Cork Ireland Tourism Guide -Tourism in the Republic of Ireland is one of the biggest contributors to the Economy of the Republic of Ireland, with 9.0 million people visiting the country in 2017, about 1.8 times Ireland’s population. Each year about €5bn in revenue is made from economic activities directly related to tourists, accounting for about 4% of GNP and employing over 200,000 people.

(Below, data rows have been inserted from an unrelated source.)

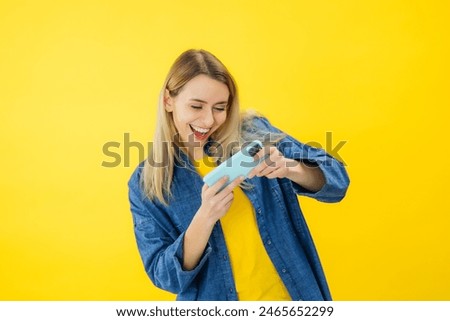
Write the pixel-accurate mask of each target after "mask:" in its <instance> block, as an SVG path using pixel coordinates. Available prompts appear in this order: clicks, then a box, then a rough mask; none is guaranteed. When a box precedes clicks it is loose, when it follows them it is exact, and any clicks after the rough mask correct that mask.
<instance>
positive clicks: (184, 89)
mask: <svg viewBox="0 0 450 321" xmlns="http://www.w3.org/2000/svg"><path fill="white" fill-rule="evenodd" d="M229 94H230V93H229V90H228V87H227V85H225V84H224V83H222V82H220V81H218V80H215V79H212V78H211V77H208V76H206V75H198V76H196V77H194V78H192V79H191V80H189V81H188V82H187V83H186V85H184V86H183V89H182V90H181V91H180V93H179V95H178V96H179V97H180V98H182V99H200V100H204V101H207V102H210V103H213V102H216V101H227V100H228V96H229Z"/></svg>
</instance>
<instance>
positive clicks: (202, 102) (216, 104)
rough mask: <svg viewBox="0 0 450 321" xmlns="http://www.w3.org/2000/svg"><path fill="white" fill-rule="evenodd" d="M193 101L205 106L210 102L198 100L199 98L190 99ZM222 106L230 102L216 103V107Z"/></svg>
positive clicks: (214, 104)
mask: <svg viewBox="0 0 450 321" xmlns="http://www.w3.org/2000/svg"><path fill="white" fill-rule="evenodd" d="M190 100H191V101H196V102H199V103H203V104H207V103H208V102H207V101H205V100H202V99H198V98H192V99H190ZM221 104H228V101H219V102H217V103H215V104H214V105H221Z"/></svg>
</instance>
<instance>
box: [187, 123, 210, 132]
mask: <svg viewBox="0 0 450 321" xmlns="http://www.w3.org/2000/svg"><path fill="white" fill-rule="evenodd" d="M191 127H192V128H193V129H194V130H195V131H197V132H199V133H202V134H206V133H207V132H209V130H210V128H209V129H206V128H201V127H197V126H194V125H191Z"/></svg>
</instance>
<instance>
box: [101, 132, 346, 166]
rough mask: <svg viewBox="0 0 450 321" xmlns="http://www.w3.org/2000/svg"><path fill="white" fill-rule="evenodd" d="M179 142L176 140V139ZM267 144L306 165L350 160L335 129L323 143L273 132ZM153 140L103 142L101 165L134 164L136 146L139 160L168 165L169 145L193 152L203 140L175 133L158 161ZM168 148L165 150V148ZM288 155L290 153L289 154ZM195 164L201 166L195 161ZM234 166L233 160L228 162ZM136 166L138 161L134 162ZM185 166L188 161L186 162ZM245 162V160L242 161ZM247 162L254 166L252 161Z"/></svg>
mask: <svg viewBox="0 0 450 321" xmlns="http://www.w3.org/2000/svg"><path fill="white" fill-rule="evenodd" d="M175 142H176V143H175ZM263 142H264V146H263V149H265V150H267V152H268V149H269V148H270V146H274V145H276V146H277V148H278V149H279V150H280V151H284V153H285V154H287V155H289V158H292V159H297V160H302V161H304V162H305V164H307V165H311V166H317V162H320V163H321V164H322V165H324V166H327V165H330V164H331V162H332V160H331V158H330V157H329V155H331V156H332V157H333V158H334V159H336V160H337V161H339V162H340V163H342V165H344V166H347V163H346V162H345V161H344V159H343V158H342V157H341V155H340V152H341V150H342V148H343V147H344V146H345V144H347V141H346V140H341V141H338V142H337V143H336V144H335V145H334V144H333V133H332V132H326V135H325V146H323V145H322V144H321V143H319V142H315V141H311V142H306V143H298V142H296V141H293V140H290V139H283V140H281V141H280V142H278V143H276V141H275V140H272V139H271V136H270V134H268V135H266V136H265V137H264V139H263ZM249 143H251V142H245V143H244V144H243V145H242V146H243V147H245V146H246V145H248V144H249ZM153 146H154V143H153V142H147V143H146V144H142V143H141V142H137V141H132V140H131V138H130V133H124V135H123V141H122V142H118V141H109V142H106V143H105V144H103V147H102V152H103V155H104V156H105V157H107V160H104V161H102V163H101V166H103V167H107V168H114V167H119V166H123V167H130V166H131V164H130V162H131V155H132V153H131V150H135V151H137V153H138V160H139V163H141V162H143V161H144V160H147V161H148V162H149V164H150V165H151V166H153V167H165V166H168V155H169V154H168V149H169V148H172V149H174V151H176V152H178V153H181V150H180V149H178V148H177V146H185V148H184V149H185V151H187V153H188V154H190V153H189V152H190V151H193V149H194V148H198V147H200V146H201V145H200V143H199V142H196V141H194V137H193V136H189V138H188V142H182V141H180V140H179V137H178V136H176V137H174V142H170V143H169V142H162V144H161V146H162V148H163V159H162V160H160V161H159V162H158V161H156V160H155V159H153V157H152V152H151V151H152V150H153ZM239 147H240V144H239V143H238V142H231V143H230V144H228V145H227V146H223V145H221V144H219V143H215V142H213V143H210V144H208V150H207V152H208V153H209V154H211V155H213V156H216V155H217V156H216V157H218V156H220V155H231V154H232V153H233V154H234V153H235V152H237V151H238V150H239ZM164 151H165V152H164ZM285 156H286V155H285ZM286 157H288V156H286ZM265 161H267V162H269V163H268V165H269V166H270V160H268V159H266V160H265ZM204 162H205V165H206V166H208V167H214V166H216V164H215V163H210V161H209V160H207V159H206V158H205V160H204ZM193 165H194V166H198V164H196V163H195V162H194V164H193ZM229 165H230V166H232V164H229ZM133 166H135V164H133ZM184 166H186V164H185V165H184ZM242 166H245V164H242ZM248 166H252V165H251V163H249V164H248Z"/></svg>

In 2011 alone, Ireland was voted ‘Favourite holiday destination in the World’ by readers of Frommer’s Guide, Lonely Planet listed Ireland as the world’s friendliest country and Cork City as one of the top ten cities in the world and the Irish tourist boards website, DiscoverIreland.com, was named the best tourist board website in the world. Most tourists visiting Ireland come from the United Kingdom, the United States, Germany, and France.
Transport in Ireland
Ireland’s national flag carrier is Aer Lingus, which services Europe, North America and North Africa, but the vast majority of flights originating from continental Europe come from another Irish company, Ryanair, the biggest low-cost airline in the world. These airlines, along with others, fly into all three of Ireland’s international airports, Shannon Airport, Dublin Airport, and Cork Airport. Dublin Airport is by far the busiest, accounting for over 80% of passengers entering and leaving Ireland in 2011.
Along with these airports, there are several other regional airports in the country including Ireland West Airport Knock and Kerry Airport, which both operate international flights to Europe.

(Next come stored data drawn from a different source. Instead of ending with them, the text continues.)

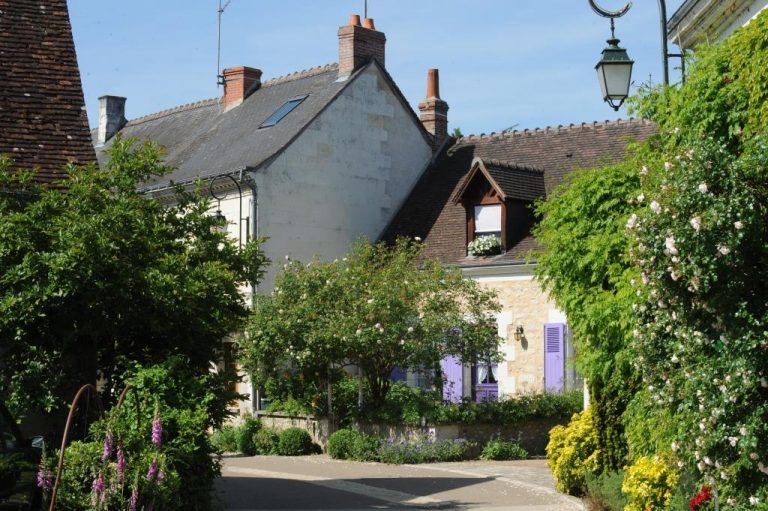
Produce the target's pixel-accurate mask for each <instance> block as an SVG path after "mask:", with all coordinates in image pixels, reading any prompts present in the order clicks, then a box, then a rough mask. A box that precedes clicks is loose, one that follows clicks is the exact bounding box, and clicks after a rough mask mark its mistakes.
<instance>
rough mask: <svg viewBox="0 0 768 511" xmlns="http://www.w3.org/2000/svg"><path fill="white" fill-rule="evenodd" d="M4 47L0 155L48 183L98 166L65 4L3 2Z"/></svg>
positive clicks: (2, 82)
mask: <svg viewBox="0 0 768 511" xmlns="http://www.w3.org/2000/svg"><path fill="white" fill-rule="evenodd" d="M0 48H2V51H0V77H1V78H2V80H1V81H2V86H0V133H2V136H0V153H8V154H9V155H10V156H11V157H12V158H13V160H14V167H16V168H24V169H32V168H37V169H39V172H38V174H37V177H36V179H37V180H38V181H41V182H47V183H50V182H52V181H55V180H58V179H61V178H63V177H65V174H64V166H65V165H66V164H67V163H72V162H76V163H81V164H84V163H89V162H93V161H95V159H96V158H95V154H94V151H93V147H92V145H91V140H90V136H89V133H88V119H87V116H86V112H85V107H84V105H85V102H84V100H83V90H82V86H81V84H80V71H79V69H78V66H77V57H76V55H75V46H74V42H73V40H72V28H71V25H70V22H69V12H68V10H67V3H66V0H38V1H36V2H24V1H19V0H0Z"/></svg>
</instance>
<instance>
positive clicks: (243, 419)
mask: <svg viewBox="0 0 768 511" xmlns="http://www.w3.org/2000/svg"><path fill="white" fill-rule="evenodd" d="M259 429H261V422H260V421H259V419H258V418H256V417H254V416H253V415H250V414H248V415H246V416H245V417H244V418H243V422H242V423H241V424H240V425H238V426H237V428H236V429H235V441H236V443H237V450H238V451H240V452H241V453H243V454H245V455H247V456H253V455H254V454H256V448H255V446H254V445H253V435H254V434H255V433H256V432H257V431H258V430H259Z"/></svg>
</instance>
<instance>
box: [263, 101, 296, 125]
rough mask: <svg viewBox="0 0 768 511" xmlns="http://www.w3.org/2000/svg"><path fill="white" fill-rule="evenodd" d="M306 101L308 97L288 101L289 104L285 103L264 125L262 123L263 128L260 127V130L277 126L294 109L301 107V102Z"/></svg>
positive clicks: (270, 116)
mask: <svg viewBox="0 0 768 511" xmlns="http://www.w3.org/2000/svg"><path fill="white" fill-rule="evenodd" d="M305 99H307V96H304V97H301V98H295V99H292V100H290V101H288V102H287V103H285V104H284V105H283V106H281V107H280V108H278V109H277V111H276V112H275V113H273V114H272V115H270V116H269V117H268V118H267V120H266V121H264V122H263V123H261V126H259V128H268V127H270V126H274V125H275V124H277V123H278V122H280V120H281V119H282V118H283V117H285V116H286V115H288V114H289V113H291V111H292V110H293V109H294V108H296V107H297V106H299V105H300V104H301V102H302V101H304V100H305Z"/></svg>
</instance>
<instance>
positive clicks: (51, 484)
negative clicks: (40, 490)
mask: <svg viewBox="0 0 768 511" xmlns="http://www.w3.org/2000/svg"><path fill="white" fill-rule="evenodd" d="M37 487H38V488H42V489H43V490H50V489H51V488H53V474H51V472H50V470H46V469H45V468H43V467H42V466H41V467H40V469H39V470H38V471H37Z"/></svg>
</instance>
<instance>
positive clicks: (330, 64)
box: [126, 63, 338, 126]
mask: <svg viewBox="0 0 768 511" xmlns="http://www.w3.org/2000/svg"><path fill="white" fill-rule="evenodd" d="M337 68H338V64H335V63H334V64H325V65H324V66H315V67H310V68H308V69H302V70H300V71H295V72H293V73H289V74H287V75H283V76H277V77H275V78H270V79H269V80H267V81H266V82H264V83H262V84H261V87H260V88H263V87H271V86H274V85H279V84H281V83H286V82H290V81H293V80H299V79H301V78H308V77H310V76H316V75H319V74H323V73H327V72H329V71H334V70H336V69H337ZM221 99H222V98H221V97H215V98H209V99H203V100H200V101H194V102H192V103H186V104H183V105H178V106H175V107H172V108H167V109H165V110H160V111H159V112H153V113H151V114H147V115H143V116H141V117H137V118H135V119H131V120H129V121H128V123H127V124H126V125H127V126H135V125H137V124H142V123H145V122H149V121H154V120H156V119H161V118H163V117H166V116H168V115H172V114H176V113H179V112H186V111H189V110H194V109H196V108H203V107H206V106H211V105H214V104H216V103H219V102H221Z"/></svg>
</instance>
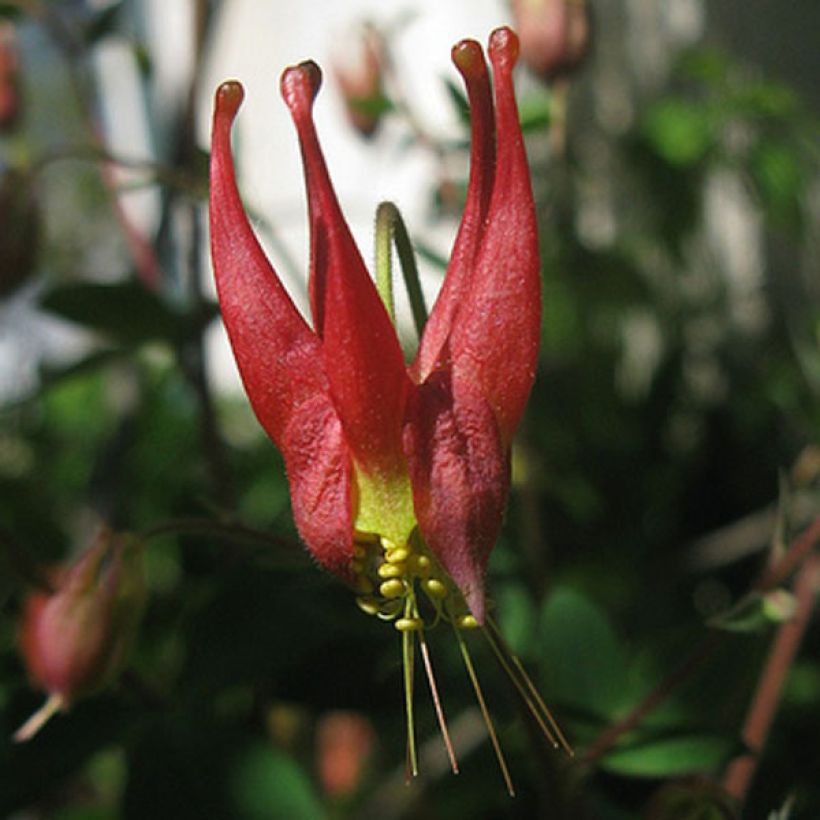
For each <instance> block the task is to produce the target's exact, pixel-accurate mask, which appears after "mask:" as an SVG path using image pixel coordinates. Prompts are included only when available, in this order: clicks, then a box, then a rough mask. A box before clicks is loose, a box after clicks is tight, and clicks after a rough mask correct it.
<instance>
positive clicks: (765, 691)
mask: <svg viewBox="0 0 820 820" xmlns="http://www.w3.org/2000/svg"><path fill="white" fill-rule="evenodd" d="M818 581H820V556H818V555H816V554H815V555H811V556H809V557H808V558H807V559H806V560H805V561H804V562H803V566H802V567H801V568H800V571H799V572H798V574H797V578H796V580H795V586H794V595H795V599H796V603H797V608H796V610H795V613H794V617H793V618H792V619H791V620H789V621H786V622H785V623H784V624H782V625H781V626H780V628H779V629H778V630H777V634H776V635H775V638H774V640H773V642H772V647H771V650H770V651H769V657H768V659H767V660H766V665H765V667H764V668H763V674H762V675H761V677H760V680H759V681H758V686H757V691H756V692H755V696H754V698H753V699H752V703H751V706H750V707H749V711H748V713H747V715H746V720H745V721H744V724H743V732H742V738H743V742H744V743H745V744H746V746H747V747H748V749H749V752H748V753H746V754H743V755H741V756H740V757H737V758H735V760H733V761H732V763H731V764H730V765H729V768H728V769H727V770H726V774H725V775H724V778H723V786H724V788H725V789H726V791H727V792H728V793H729V794H730V795H731V796H732V797H734V798H735V800H737V801H738V803H740V804H742V803H743V802H744V800H745V798H746V795H747V793H748V791H749V787H750V786H751V784H752V780H753V779H754V776H755V772H756V770H757V765H758V762H759V760H760V754H761V753H762V751H763V748H764V747H765V745H766V739H767V738H768V736H769V730H770V729H771V726H772V722H773V721H774V717H775V714H776V712H777V707H778V705H779V704H780V696H781V693H782V691H783V684H784V683H785V681H786V676H787V675H788V673H789V670H790V669H791V667H792V664H793V663H794V659H795V657H796V656H797V651H798V649H799V648H800V643H801V641H802V639H803V635H804V634H805V632H806V627H807V626H808V623H809V619H810V616H811V612H812V609H813V608H814V601H815V596H816V593H817V587H818Z"/></svg>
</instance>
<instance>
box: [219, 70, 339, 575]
mask: <svg viewBox="0 0 820 820" xmlns="http://www.w3.org/2000/svg"><path fill="white" fill-rule="evenodd" d="M241 101H242V88H241V86H240V85H239V84H238V83H225V84H223V85H222V86H221V87H220V88H219V90H218V91H217V96H216V110H215V113H214V129H213V143H212V153H211V198H210V219H211V248H212V254H213V261H214V270H215V273H216V282H217V289H218V291H219V301H220V305H221V307H222V316H223V319H224V320H225V325H226V327H227V329H228V335H229V337H230V340H231V344H232V346H233V350H234V355H235V356H236V360H237V363H238V365H239V371H240V373H241V374H242V380H243V381H244V383H245V389H246V391H247V393H248V396H249V398H250V400H251V404H252V405H253V408H254V411H255V412H256V415H257V417H258V418H259V421H260V422H261V424H262V426H263V427H264V428H265V430H266V431H267V433H268V435H270V437H271V438H272V439H273V440H274V442H275V443H276V445H277V446H278V447H279V449H280V450H281V451H282V454H283V455H284V457H285V462H286V465H287V468H288V478H289V482H290V493H291V500H292V503H293V512H294V518H295V520H296V526H297V527H298V529H299V532H300V534H301V536H302V538H303V539H304V541H305V543H306V545H307V547H308V549H309V550H310V552H311V553H312V554H313V555H314V556H315V558H316V559H317V560H318V561H319V563H321V564H322V565H324V566H325V567H326V568H327V569H329V570H331V571H333V572H335V573H336V574H338V575H341V576H342V577H344V578H348V577H349V562H350V558H351V555H352V533H353V525H352V520H351V512H350V454H349V451H348V449H347V446H346V445H345V442H344V440H343V437H342V433H341V424H340V422H339V418H338V416H337V415H336V412H335V410H334V409H333V406H332V404H331V400H330V388H329V383H328V380H327V378H326V376H325V373H324V360H323V357H322V351H321V347H322V344H321V342H320V340H319V338H318V337H317V336H316V334H314V333H313V332H312V331H311V330H310V328H309V327H308V325H307V324H306V322H305V321H304V319H303V318H302V316H301V315H300V314H299V312H298V311H297V309H296V307H295V306H294V304H293V302H292V301H291V299H290V297H289V296H288V294H287V292H286V291H285V289H284V287H283V286H282V284H281V282H280V281H279V279H278V277H277V276H276V273H275V272H274V270H273V268H272V267H271V266H270V264H269V262H268V260H267V259H266V258H265V255H264V253H263V252H262V249H261V248H260V246H259V243H258V242H257V240H256V237H255V236H254V233H253V231H252V229H251V227H250V224H249V223H248V219H247V216H246V215H245V211H244V209H243V207H242V203H241V201H240V198H239V192H238V191H237V188H236V181H235V177H234V169H233V160H232V158H231V149H230V130H231V124H232V122H233V119H234V117H235V116H236V112H237V109H238V108H239V104H240V103H241Z"/></svg>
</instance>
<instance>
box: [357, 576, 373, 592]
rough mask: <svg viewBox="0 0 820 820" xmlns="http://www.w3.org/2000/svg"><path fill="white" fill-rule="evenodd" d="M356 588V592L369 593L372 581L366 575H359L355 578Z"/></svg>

For travellers from mainland Europe and the UK, another way to enter the country is by sea, with connections by ferry to Roscoff and Cherbourg in France, Liverpool in England and Pembroke, Fishguard and Holyhead in Wales, Douglas on the Isle of Man, and Santander in Spain. These routes are operated by Irish Ferries, Stena Line, Celtic Link Ferries, P&O Ferries, and Brittany Ferries.

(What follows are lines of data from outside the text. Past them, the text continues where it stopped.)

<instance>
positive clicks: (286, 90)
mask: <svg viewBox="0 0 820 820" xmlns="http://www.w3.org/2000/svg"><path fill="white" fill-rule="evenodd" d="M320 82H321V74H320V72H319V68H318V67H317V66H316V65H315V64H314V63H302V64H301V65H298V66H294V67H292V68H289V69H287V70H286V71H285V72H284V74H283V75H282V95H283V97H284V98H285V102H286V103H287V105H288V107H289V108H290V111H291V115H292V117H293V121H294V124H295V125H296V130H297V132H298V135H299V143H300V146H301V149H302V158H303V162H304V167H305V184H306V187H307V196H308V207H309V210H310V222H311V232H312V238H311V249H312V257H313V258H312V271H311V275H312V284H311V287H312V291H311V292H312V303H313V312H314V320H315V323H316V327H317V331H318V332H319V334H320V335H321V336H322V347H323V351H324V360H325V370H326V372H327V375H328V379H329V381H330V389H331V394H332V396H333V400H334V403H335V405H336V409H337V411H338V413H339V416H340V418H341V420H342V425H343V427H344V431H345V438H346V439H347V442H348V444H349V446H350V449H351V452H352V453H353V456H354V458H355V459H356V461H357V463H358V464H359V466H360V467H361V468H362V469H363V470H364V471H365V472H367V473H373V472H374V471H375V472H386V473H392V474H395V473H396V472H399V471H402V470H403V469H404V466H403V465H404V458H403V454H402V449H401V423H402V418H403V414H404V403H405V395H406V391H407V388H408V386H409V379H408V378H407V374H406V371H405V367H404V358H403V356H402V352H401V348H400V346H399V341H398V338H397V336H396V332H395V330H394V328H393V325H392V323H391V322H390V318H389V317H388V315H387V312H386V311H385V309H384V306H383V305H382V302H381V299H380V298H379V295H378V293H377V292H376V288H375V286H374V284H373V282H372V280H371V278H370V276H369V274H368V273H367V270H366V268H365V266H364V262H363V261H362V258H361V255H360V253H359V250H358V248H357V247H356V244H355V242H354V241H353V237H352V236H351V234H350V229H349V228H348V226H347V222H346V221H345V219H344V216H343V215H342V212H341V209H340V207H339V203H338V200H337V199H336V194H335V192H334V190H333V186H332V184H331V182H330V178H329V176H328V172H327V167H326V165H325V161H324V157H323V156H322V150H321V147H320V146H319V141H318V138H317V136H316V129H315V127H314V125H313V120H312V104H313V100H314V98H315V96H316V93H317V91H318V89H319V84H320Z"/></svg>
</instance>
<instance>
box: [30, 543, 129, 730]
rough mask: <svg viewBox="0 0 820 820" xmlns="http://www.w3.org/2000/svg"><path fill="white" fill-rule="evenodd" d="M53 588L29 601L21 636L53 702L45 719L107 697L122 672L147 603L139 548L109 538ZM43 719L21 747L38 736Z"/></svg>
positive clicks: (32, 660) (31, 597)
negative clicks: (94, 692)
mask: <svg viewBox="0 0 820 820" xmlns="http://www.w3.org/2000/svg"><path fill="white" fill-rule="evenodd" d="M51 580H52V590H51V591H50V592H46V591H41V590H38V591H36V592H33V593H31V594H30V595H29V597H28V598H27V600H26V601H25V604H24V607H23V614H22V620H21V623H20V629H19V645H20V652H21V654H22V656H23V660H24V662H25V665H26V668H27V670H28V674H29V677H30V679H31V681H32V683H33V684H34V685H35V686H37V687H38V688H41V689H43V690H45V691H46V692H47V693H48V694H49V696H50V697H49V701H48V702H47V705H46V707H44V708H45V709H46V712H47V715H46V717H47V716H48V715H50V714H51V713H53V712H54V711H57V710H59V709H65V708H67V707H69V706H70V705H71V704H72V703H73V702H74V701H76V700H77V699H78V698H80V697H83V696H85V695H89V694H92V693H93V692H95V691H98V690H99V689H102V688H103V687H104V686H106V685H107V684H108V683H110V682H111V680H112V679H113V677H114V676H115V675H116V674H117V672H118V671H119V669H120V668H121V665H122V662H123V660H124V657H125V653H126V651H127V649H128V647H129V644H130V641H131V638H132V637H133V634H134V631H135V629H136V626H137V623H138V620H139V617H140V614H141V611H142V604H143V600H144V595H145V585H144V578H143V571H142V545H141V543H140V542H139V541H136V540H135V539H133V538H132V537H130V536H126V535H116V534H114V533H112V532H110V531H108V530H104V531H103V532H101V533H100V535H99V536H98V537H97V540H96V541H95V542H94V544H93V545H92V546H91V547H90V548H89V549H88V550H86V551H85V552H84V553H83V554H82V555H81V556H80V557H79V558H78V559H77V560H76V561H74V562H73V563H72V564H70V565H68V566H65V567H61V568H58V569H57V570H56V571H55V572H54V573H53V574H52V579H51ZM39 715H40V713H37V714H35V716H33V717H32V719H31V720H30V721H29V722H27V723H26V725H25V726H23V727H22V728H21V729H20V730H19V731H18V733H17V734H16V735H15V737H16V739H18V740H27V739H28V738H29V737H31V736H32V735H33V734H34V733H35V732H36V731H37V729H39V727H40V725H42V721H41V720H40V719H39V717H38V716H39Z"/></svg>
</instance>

Motorways link Dublin with all the major cities in the country and there are plans to extend the motorway system in the future. In recent years the quality of Irish roads has improved dramatically with the advent of the Celtic Tiger and significant European Union funding, although outside the main routes, roads can be quite unpredictable in terms of quality and upkeep, especially in rural areas such as Co. Kerry and Co. Donegal.
The rail and light rail network in Ireland is not as extensive as it once was, but it is still possible to get from city to city using the rail system, although many rural stations have closed along these lines. At the moment there is only one Light rail system in the country, the Luas in Dublin. This system opened in 2004 and due to the number of people availing of it (27.5million in 2010), it was stated as being “Dublin’s best public transport success story” by Minister for Transport, Leo Varadkar in 2011.
Cork Ireland Tourism Guide
Situated on the southern coast of Ireland, Cork is the second biggest city in the country. Due to a population explosion in the 1800s, many of its most famous buildings are from this era. In this period two cathedrals were built, the Cathedral of St Mary and St Anne and Saint Fin Barre’s Cathedral. Another historic attraction from this time is Cork City Gaol which opened in 1824, it is now a visitor center for people to feel what it was like to live in the city, and imprisoned in the jail, 200 years ago. Cork’s most famous building and the symbol of the city, The Church of St. Anne, is known for its clock tower dubbed “The Four-Faced Liar” on account of all four of the clocks showing slightly different times. Cork Airport is located just outside the city and connects Cork to many other European cities, although many direct flight routes are only available in the summer.